Spam Classification

February 13, 2018
Python machine learning

This post covers the second part of the sixth exercise from Andrew Ng’s Machine Learning Course on Coursera.

Spam Classification

Many email services today provide spam filters that are able to classify emails into spam and non-spam email with high accuracy. SVMs will be used to build a spam filter.

A SVM classifier will be trained to classify whether a given email, $x$, is spam $\left(y = 1 \right)$ or non-spam $\left(y = 0 \right)$. In particular, each email should be converted into a feature vector $x\in\mathbb{R}^n$.

The dataset is based on a subset of the SpamAssassin Public Corpus and only the body of the email will be used (excluding the email headers).

Preprocessing Emails

Sample Email:

Anyone knows how much it costs to host a web portal ? Well, it depends on how many visitors youre expecting. This can be anywhere from less than 10 bucks a month to a couple of $100. You should checkout or perhaps Amazon EC2 if youre running something big.. To unsubscribe yourself from this mailing list, send an email to:

Before starting on a machine learning task, it is usually insightful to take a look at examples from the dataset. The sample email contains a URL, an email address (at the end), numbers, and dollar amounts. While many emails would contain similar types of entities (e.g., numbers, other URLs, or other email addresses), the specific entities (e.g., the specific URL or specific dollar amount) will be different in almost every email. Therefore, one method often employed in processing emails is to “normalize” these values, so that all URLs are treated the same, all numbers are treated the same, etc. For example, we could replace each URL in the email with the unique string “httpaddr” to indicate that a URL was present.

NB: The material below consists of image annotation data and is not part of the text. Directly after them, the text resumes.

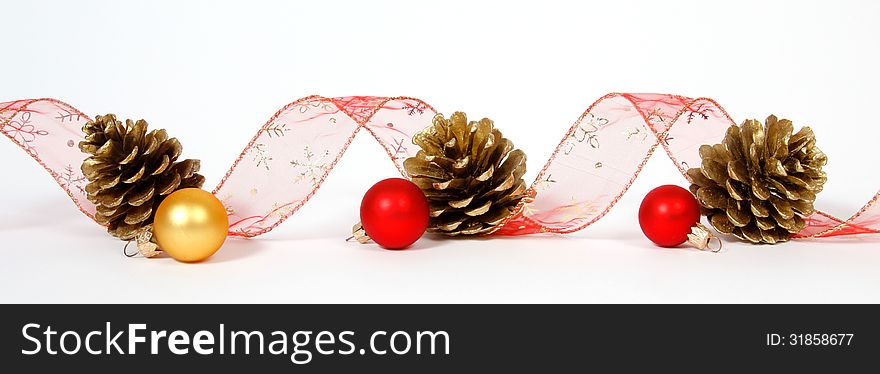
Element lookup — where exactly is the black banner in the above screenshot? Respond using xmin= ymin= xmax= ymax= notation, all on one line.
xmin=0 ymin=305 xmax=880 ymax=372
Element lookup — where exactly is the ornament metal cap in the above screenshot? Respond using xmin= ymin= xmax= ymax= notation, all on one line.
xmin=686 ymin=222 xmax=722 ymax=253
xmin=122 ymin=224 xmax=162 ymax=258
xmin=345 ymin=222 xmax=373 ymax=244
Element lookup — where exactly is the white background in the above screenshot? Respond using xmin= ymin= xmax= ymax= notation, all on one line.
xmin=0 ymin=0 xmax=880 ymax=303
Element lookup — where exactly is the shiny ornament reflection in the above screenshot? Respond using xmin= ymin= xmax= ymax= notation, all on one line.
xmin=153 ymin=188 xmax=229 ymax=262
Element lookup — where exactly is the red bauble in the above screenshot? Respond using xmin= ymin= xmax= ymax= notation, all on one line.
xmin=361 ymin=178 xmax=428 ymax=249
xmin=639 ymin=185 xmax=700 ymax=247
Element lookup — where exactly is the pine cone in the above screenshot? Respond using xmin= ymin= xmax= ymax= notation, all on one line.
xmin=79 ymin=114 xmax=205 ymax=240
xmin=688 ymin=115 xmax=827 ymax=244
xmin=403 ymin=112 xmax=526 ymax=235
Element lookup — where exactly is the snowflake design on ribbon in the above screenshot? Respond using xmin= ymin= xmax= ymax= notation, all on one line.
xmin=0 ymin=112 xmax=49 ymax=153
xmin=290 ymin=146 xmax=330 ymax=186
xmin=248 ymin=143 xmax=272 ymax=170
xmin=56 ymin=164 xmax=86 ymax=194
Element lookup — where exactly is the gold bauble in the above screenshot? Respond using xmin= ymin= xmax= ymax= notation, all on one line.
xmin=153 ymin=188 xmax=229 ymax=262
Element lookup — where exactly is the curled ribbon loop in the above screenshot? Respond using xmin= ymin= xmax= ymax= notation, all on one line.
xmin=0 ymin=93 xmax=880 ymax=238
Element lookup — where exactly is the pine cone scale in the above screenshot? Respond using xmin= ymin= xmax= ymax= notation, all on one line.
xmin=404 ymin=112 xmax=526 ymax=235
xmin=687 ymin=116 xmax=827 ymax=243
xmin=79 ymin=115 xmax=204 ymax=240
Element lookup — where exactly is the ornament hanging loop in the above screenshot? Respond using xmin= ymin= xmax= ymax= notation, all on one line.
xmin=685 ymin=222 xmax=723 ymax=253
xmin=345 ymin=222 xmax=372 ymax=244
xmin=122 ymin=224 xmax=162 ymax=258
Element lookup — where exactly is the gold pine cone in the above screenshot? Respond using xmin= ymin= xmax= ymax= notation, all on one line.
xmin=79 ymin=114 xmax=205 ymax=240
xmin=688 ymin=115 xmax=828 ymax=244
xmin=403 ymin=112 xmax=526 ymax=235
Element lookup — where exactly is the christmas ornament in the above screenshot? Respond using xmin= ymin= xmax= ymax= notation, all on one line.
xmin=352 ymin=178 xmax=428 ymax=249
xmin=639 ymin=185 xmax=721 ymax=252
xmin=79 ymin=114 xmax=205 ymax=240
xmin=688 ymin=115 xmax=827 ymax=244
xmin=153 ymin=188 xmax=229 ymax=262
xmin=403 ymin=112 xmax=526 ymax=235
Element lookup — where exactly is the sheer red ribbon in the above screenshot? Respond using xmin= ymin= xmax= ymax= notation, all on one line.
xmin=0 ymin=93 xmax=880 ymax=237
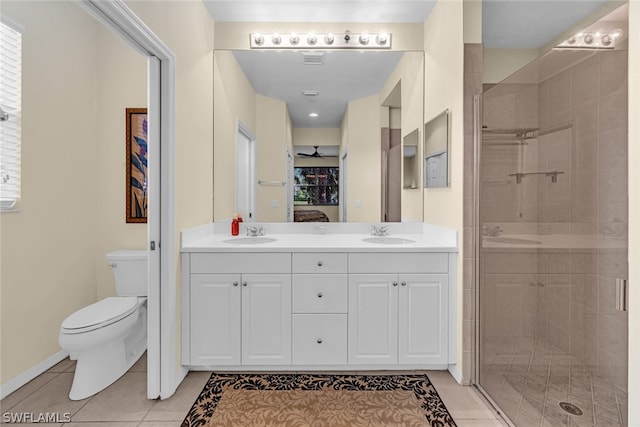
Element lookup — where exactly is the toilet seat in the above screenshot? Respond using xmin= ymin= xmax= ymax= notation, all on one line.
xmin=61 ymin=297 xmax=138 ymax=334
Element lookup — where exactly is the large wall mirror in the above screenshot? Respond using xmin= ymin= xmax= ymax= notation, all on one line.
xmin=424 ymin=110 xmax=450 ymax=188
xmin=213 ymin=50 xmax=424 ymax=222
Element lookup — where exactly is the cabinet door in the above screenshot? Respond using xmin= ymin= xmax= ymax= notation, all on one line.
xmin=348 ymin=274 xmax=398 ymax=365
xmin=190 ymin=274 xmax=241 ymax=365
xmin=242 ymin=274 xmax=291 ymax=365
xmin=398 ymin=274 xmax=448 ymax=364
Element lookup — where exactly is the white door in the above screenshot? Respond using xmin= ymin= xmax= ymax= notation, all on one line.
xmin=188 ymin=274 xmax=241 ymax=365
xmin=236 ymin=122 xmax=256 ymax=222
xmin=398 ymin=274 xmax=449 ymax=364
xmin=242 ymin=274 xmax=291 ymax=365
xmin=348 ymin=274 xmax=398 ymax=365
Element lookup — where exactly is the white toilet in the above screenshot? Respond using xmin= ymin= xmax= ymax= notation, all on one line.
xmin=58 ymin=250 xmax=148 ymax=400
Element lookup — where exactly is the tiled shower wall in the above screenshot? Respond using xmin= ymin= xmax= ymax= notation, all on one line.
xmin=478 ymin=51 xmax=628 ymax=389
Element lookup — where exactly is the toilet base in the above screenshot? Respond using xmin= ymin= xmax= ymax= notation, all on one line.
xmin=69 ymin=307 xmax=147 ymax=400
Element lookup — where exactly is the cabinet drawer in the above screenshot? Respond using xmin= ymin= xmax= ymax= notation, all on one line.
xmin=349 ymin=252 xmax=449 ymax=273
xmin=293 ymin=274 xmax=348 ymax=313
xmin=190 ymin=252 xmax=291 ymax=274
xmin=293 ymin=252 xmax=347 ymax=273
xmin=292 ymin=314 xmax=347 ymax=365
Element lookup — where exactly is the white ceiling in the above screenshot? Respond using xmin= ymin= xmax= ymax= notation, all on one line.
xmin=203 ymin=0 xmax=436 ymax=23
xmin=203 ymin=0 xmax=608 ymax=127
xmin=233 ymin=50 xmax=404 ymax=128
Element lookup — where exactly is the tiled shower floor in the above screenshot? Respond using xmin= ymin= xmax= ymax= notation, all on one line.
xmin=480 ymin=337 xmax=627 ymax=427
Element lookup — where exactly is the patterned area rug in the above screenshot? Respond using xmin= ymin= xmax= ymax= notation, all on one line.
xmin=182 ymin=373 xmax=456 ymax=427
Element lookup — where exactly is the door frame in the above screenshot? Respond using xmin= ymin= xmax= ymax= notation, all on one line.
xmin=79 ymin=0 xmax=180 ymax=399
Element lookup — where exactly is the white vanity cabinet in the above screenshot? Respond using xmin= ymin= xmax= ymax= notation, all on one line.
xmin=292 ymin=252 xmax=348 ymax=365
xmin=348 ymin=253 xmax=449 ymax=365
xmin=182 ymin=236 xmax=457 ymax=371
xmin=182 ymin=253 xmax=291 ymax=366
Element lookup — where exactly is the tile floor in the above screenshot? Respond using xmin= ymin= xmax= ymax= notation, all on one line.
xmin=0 ymin=356 xmax=506 ymax=427
xmin=480 ymin=337 xmax=628 ymax=427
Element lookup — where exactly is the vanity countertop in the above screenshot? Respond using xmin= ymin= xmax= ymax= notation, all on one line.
xmin=181 ymin=222 xmax=458 ymax=252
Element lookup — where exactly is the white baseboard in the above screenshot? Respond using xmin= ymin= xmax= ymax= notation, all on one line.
xmin=0 ymin=350 xmax=69 ymax=399
xmin=449 ymin=365 xmax=462 ymax=384
xmin=160 ymin=366 xmax=189 ymax=400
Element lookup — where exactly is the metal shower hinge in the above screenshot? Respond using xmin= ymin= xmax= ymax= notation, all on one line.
xmin=616 ymin=279 xmax=629 ymax=311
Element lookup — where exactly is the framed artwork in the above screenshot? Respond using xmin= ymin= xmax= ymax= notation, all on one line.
xmin=125 ymin=108 xmax=148 ymax=223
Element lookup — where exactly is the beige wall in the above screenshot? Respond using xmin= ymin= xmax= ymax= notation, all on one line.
xmin=127 ymin=1 xmax=214 ymax=382
xmin=256 ymin=95 xmax=289 ymax=222
xmin=424 ymin=1 xmax=466 ymax=368
xmin=293 ymin=128 xmax=340 ymax=147
xmin=0 ymin=1 xmax=126 ymax=384
xmin=628 ymin=1 xmax=640 ymax=426
xmin=380 ymin=52 xmax=424 ymax=221
xmin=214 ymin=51 xmax=256 ymax=221
xmin=482 ymin=49 xmax=540 ymax=83
xmin=341 ymin=95 xmax=381 ymax=222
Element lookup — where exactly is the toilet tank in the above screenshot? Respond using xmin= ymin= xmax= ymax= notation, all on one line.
xmin=107 ymin=250 xmax=148 ymax=296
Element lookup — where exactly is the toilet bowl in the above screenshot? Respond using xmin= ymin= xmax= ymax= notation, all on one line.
xmin=58 ymin=251 xmax=148 ymax=400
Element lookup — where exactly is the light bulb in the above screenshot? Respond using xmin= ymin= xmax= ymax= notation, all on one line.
xmin=324 ymin=31 xmax=335 ymax=44
xmin=376 ymin=30 xmax=389 ymax=45
xmin=307 ymin=31 xmax=318 ymax=46
xmin=609 ymin=28 xmax=624 ymax=39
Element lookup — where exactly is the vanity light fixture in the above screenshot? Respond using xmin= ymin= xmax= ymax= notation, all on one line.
xmin=555 ymin=29 xmax=623 ymax=49
xmin=249 ymin=30 xmax=391 ymax=49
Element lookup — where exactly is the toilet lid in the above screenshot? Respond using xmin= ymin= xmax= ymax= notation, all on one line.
xmin=62 ymin=297 xmax=138 ymax=330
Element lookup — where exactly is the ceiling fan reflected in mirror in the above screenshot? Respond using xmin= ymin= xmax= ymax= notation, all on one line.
xmin=297 ymin=145 xmax=338 ymax=159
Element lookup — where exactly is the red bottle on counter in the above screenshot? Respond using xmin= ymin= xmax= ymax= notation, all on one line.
xmin=231 ymin=215 xmax=240 ymax=236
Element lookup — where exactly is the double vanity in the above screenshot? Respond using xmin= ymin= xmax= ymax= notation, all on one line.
xmin=181 ymin=223 xmax=457 ymax=371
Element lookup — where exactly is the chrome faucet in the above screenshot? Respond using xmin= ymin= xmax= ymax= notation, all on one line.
xmin=371 ymin=225 xmax=391 ymax=236
xmin=246 ymin=225 xmax=264 ymax=237
xmin=482 ymin=225 xmax=504 ymax=237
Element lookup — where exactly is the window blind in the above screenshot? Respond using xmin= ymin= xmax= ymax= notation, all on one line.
xmin=0 ymin=23 xmax=22 ymax=210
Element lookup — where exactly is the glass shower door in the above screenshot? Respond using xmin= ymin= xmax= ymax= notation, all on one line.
xmin=478 ymin=45 xmax=628 ymax=426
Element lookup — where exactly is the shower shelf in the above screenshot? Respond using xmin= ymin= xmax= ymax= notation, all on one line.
xmin=509 ymin=171 xmax=564 ymax=184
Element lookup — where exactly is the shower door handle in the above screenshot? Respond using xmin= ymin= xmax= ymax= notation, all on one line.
xmin=616 ymin=279 xmax=629 ymax=311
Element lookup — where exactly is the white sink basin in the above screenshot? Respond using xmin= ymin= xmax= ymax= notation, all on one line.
xmin=486 ymin=237 xmax=542 ymax=245
xmin=362 ymin=236 xmax=416 ymax=245
xmin=222 ymin=236 xmax=278 ymax=245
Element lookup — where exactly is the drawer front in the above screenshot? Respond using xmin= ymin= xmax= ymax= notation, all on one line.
xmin=293 ymin=274 xmax=348 ymax=313
xmin=293 ymin=252 xmax=347 ymax=273
xmin=349 ymin=252 xmax=449 ymax=273
xmin=292 ymin=314 xmax=347 ymax=365
xmin=190 ymin=252 xmax=291 ymax=274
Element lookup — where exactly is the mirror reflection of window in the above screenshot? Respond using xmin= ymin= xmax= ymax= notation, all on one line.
xmin=293 ymin=167 xmax=339 ymax=206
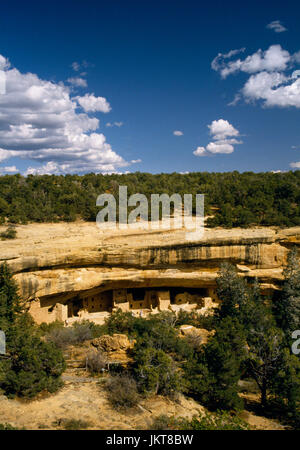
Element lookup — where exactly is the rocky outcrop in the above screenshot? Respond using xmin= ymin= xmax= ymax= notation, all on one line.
xmin=0 ymin=223 xmax=300 ymax=305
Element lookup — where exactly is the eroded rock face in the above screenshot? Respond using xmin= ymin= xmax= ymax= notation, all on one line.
xmin=0 ymin=223 xmax=300 ymax=305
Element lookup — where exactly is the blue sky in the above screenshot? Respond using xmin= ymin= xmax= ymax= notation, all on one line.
xmin=0 ymin=0 xmax=300 ymax=174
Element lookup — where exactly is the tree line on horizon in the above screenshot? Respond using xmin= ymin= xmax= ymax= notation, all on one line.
xmin=0 ymin=170 xmax=300 ymax=228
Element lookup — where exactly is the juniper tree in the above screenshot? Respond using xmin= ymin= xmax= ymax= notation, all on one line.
xmin=274 ymin=248 xmax=300 ymax=342
xmin=0 ymin=264 xmax=65 ymax=397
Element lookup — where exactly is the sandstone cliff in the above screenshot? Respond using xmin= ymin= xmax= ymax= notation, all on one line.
xmin=0 ymin=223 xmax=300 ymax=300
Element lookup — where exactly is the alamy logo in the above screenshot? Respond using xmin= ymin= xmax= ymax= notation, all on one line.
xmin=96 ymin=186 xmax=204 ymax=241
xmin=0 ymin=330 xmax=6 ymax=355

This has the effect of letting the spam classifier make a classification decision based on whether any URL was present, rather than whether a specific URL was present. This typically improves the performance of a spam classifier, since spammers often randomize the URLs, and thus the odds of seeing any particular URL again in a new piece of spam is very small.

In processEmail, the following email preprocessing and normalization steps have been implemented:

The result of these preprocessing steps looks like the following paragraph:

anyon know how much it cost to host a web portal well it depend on how mani visitor your expect thi can be anywher from less than number buck a month to a coupl of dollarnumb you should checkout httpaddr or perhap amazon ecnumb if your run someth big to unsubscrib yourself from thi mail list send an email to emailaddr

While preprocessing has left word fragments and non-words, this form turns out to be much easier to work with for performing feature extraction.

Vocabulary List

After preprocessing the emails, there is a list of words for each email. The next step is to choose which words will be used in the classifier and which will be left out.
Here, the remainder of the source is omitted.